If your success flag is shared, it must be synchronized as as well. You can use an additional mutex, or check out std::atomic. If you have a global flag, it will be shared, likewise if you have a single flag in the main which you send by reference. Sharing can be avoided, but is probably not worth the trouble.

After adding the synchronization, you might make sure your program still compiles and runs, though it still won't be any faster since you still haven't created any extra threads.

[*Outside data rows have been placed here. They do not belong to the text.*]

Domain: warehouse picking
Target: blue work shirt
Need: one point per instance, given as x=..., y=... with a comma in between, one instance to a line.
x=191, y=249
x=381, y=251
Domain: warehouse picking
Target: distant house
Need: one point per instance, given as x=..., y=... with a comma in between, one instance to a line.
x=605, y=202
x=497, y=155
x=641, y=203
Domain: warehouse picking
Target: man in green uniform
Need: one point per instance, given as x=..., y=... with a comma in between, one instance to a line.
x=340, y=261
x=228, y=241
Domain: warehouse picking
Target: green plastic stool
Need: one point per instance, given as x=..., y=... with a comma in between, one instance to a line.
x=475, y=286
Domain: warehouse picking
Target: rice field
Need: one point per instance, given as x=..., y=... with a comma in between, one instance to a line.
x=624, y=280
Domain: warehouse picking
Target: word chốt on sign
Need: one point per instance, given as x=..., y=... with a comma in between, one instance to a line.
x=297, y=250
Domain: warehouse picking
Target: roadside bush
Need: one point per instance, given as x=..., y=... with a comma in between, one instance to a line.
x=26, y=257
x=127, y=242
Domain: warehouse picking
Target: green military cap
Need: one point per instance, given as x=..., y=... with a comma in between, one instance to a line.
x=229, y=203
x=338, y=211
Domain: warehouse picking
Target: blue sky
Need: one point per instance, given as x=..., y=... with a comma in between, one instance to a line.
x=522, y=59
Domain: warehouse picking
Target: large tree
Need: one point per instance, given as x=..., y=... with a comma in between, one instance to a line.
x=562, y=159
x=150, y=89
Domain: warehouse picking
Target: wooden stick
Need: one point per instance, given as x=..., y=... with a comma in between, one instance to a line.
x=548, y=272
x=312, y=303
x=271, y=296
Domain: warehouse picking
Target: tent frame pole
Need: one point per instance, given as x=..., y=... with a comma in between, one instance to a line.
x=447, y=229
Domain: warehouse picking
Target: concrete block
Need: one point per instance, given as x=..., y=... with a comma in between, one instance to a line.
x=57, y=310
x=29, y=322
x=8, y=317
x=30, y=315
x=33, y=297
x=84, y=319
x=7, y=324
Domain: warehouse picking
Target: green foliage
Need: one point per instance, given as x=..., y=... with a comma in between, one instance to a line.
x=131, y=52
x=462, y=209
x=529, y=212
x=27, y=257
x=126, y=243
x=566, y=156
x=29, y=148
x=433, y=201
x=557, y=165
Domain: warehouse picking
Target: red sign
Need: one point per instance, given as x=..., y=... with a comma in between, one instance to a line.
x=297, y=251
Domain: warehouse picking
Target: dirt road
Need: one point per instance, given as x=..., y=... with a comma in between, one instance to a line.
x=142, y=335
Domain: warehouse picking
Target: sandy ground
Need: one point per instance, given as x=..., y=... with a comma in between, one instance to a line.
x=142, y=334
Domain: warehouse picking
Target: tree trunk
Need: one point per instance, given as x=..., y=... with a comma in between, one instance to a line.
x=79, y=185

Now, time for that. In place of the single thread creation in main, make a loop, and store the threads in some container. Here is a page containing an example (the second code block), which creates 20 simple threads and stores them in a vector. (The & before the name of the function in the thread call is not required, and doesn't change the meaning.) Pay attention and create the number of threads specified in the nthread parameter, not the 20 from the example. Note also the second loop, which iterates through the vector of threads, and performs a join on each one. (The ampersand there has a different meaning, and is needed. Ah, C++!) Make sure you do not write a loop that creates a thread then waits within each iteration. That's not creating any parallelism. Now you should have a threaded program.

If you want to avoid sharing the found flag, you must send a separate one to each thread. This involves creating a vector or array of booleans so you can send one to each thread. (And don't extend such a vector in the body of the thread starting loop, since that may invalidate your references.) Then, after the join, the main must loop through to see if any password was found. This loop must be done after all the joins complete, so only the main is using the values.

When you get your program working, you should be able see good speedup with multiple threads. Use the time command to find out. Speedup will depend on the number of cores on the underlying machine. You probably will get a good return on each additional thread, up to the number of cores, and very little after. (VM's may give screwey results since it will depend on how they map VM threads to hardware cores.)


When your program works correctly and looks nice, submit it here. Send your threaded scan, and any other file you changed or added.

Crypt on Mac

Here's what I think I know about running on a Mac. This is just from Googling, since I don't have one.

The original Unix crypt is quite obsolete because of the improvement in hardware over the years. Macs are built on a Unix base, and Apple apparently keeps the original crypt function around for compliance with the Posix standard, which requires one to exist. But they don't use it in their software, since it is obsolete. (Posix just requires the function to exist in the API, but doesn't say much about how it works. Apparently, one that always returns an error and does nothing else would be compliant.)

Linux systems generally use an updated crypt, which is actually used to store system credentials. The specific choice would be distro-dependent, but the usual one seems to be something called libxcrypt. For Mac, that library seems available here. I wouldn't be able to tell you how to install it, or how to link your code to it.

But, you should be able to build on a Mac just using the standard crypt. This should, in fact, let your project find keys much faster, since the encryption algorithm is now way too easy. That is sufficient for this assignment, since the threading, and resulting speedup, is of most interest.